Rep. Ken Calvert (R-Calif.) sends a regular newsletter to his constituents. When he recently attempted to mail a newsletter to his district regarding healthcare, he was forced to remove the following language before Democrats on the commission would approve payment:
“The below quote is from President Obama at a recent town hall on health care, responding to a question on possible medical treatment for an elderly woman who had heart problems and received a pacemaker:
‘Look, the first thing for all of us to understand that is we actually have some — some choices to make about how we want to deal with our own end-of-life care… we as a culture and as a society [can start] to make better decisions within our own families and for ourselves…at least we can let doctors know and your mom know that, you know what? Maybe this isn’t going to help. Maybe you’re better off not having the surgery, but taking the painkiller.’
The President’s own words, in context, yet using those words in communication to constituents was unacceptable. Similarly, the words “Democratic majority” are no longer acceptable and must be replaced with “the majority party”, yet in an approved 2006 newsletter from Nancy Pelosi she stated “But too many here and across our nation are paying the price for the Republican Congressional majority’s special interest agenda.” If the majority party wants to use “overseas contingency operation” to describe the war on terror that is their right, but to effectively censor the opinion of an elected official in communication with constituents would seem to be an abuse of power.

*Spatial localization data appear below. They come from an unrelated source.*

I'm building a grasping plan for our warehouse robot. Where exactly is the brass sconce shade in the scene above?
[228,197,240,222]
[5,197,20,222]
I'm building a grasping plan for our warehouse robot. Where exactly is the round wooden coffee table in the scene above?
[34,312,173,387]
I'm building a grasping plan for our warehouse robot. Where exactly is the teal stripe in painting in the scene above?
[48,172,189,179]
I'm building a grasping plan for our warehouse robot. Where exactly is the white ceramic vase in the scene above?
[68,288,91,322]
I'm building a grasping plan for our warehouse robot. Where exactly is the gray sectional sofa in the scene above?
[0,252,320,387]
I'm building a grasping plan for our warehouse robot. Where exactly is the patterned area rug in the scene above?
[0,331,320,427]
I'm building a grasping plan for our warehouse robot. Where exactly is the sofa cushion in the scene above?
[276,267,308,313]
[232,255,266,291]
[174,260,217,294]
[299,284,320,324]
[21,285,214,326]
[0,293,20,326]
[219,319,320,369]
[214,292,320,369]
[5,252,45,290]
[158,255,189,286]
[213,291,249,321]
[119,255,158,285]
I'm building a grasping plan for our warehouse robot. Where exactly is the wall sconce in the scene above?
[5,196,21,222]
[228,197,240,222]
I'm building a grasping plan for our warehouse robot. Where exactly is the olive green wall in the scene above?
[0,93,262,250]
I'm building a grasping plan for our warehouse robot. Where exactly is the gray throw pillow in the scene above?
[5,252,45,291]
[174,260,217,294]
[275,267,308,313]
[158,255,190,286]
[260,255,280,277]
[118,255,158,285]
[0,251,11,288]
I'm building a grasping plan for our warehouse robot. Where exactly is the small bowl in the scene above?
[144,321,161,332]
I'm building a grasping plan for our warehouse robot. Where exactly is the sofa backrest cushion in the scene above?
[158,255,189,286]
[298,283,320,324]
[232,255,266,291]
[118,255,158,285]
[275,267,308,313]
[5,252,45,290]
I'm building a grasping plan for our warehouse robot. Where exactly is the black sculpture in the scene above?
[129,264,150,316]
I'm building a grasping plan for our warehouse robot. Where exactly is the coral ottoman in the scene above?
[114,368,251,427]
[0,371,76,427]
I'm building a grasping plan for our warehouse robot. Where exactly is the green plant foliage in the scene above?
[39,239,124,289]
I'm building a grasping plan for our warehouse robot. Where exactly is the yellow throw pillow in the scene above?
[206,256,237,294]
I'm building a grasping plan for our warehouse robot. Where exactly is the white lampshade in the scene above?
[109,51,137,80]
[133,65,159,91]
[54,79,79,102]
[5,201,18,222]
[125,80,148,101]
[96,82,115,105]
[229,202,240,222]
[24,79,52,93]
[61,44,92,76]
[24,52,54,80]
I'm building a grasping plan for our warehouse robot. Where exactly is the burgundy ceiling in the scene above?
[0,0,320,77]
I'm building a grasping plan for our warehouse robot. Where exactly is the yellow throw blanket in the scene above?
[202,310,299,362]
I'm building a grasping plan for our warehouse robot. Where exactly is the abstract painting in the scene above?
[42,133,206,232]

Also on the communication front, several recent town hall meetings held by members of Congress regarding health care legislation turned ugly. Attendees who felt their concerns were being ignored vented their frustration and anger, which unfortunately resulted in the meetings degenerating into unproductive shouting matches. This poor behavior resulted in claims by many Democrats, including House Speaker Nancy Pelosi, that the anger exhibited was “Astroturf” created be right-wing extremists, insurance lobbyists and the RNC to deliberately disrupt these town hall meetings. To counter these Astroturf protests, the DNC is now running ads calling the town hall attendees angry mobs, and President Obama accused the attendees of “manufactured outrage.” The DNC also called on the SEIU, Organize America and other liberal organizations to attend these meetings and counter opposition, resulting in reports of physical violence at meetings in Tampa and St. Louis.
It is certainly possible that some of the disruption at these meetings was organized and deliberate, which serves no useful purpose and does little to advance the cause of those being disruptive. Likewise, a response by the majority party that claims anyone with questions or differing opinions must be part of an organized group not only marginalizes those individual citizens who have legitimate concerns about the future of their own health care, but also ignores the community organizer background of President Obama.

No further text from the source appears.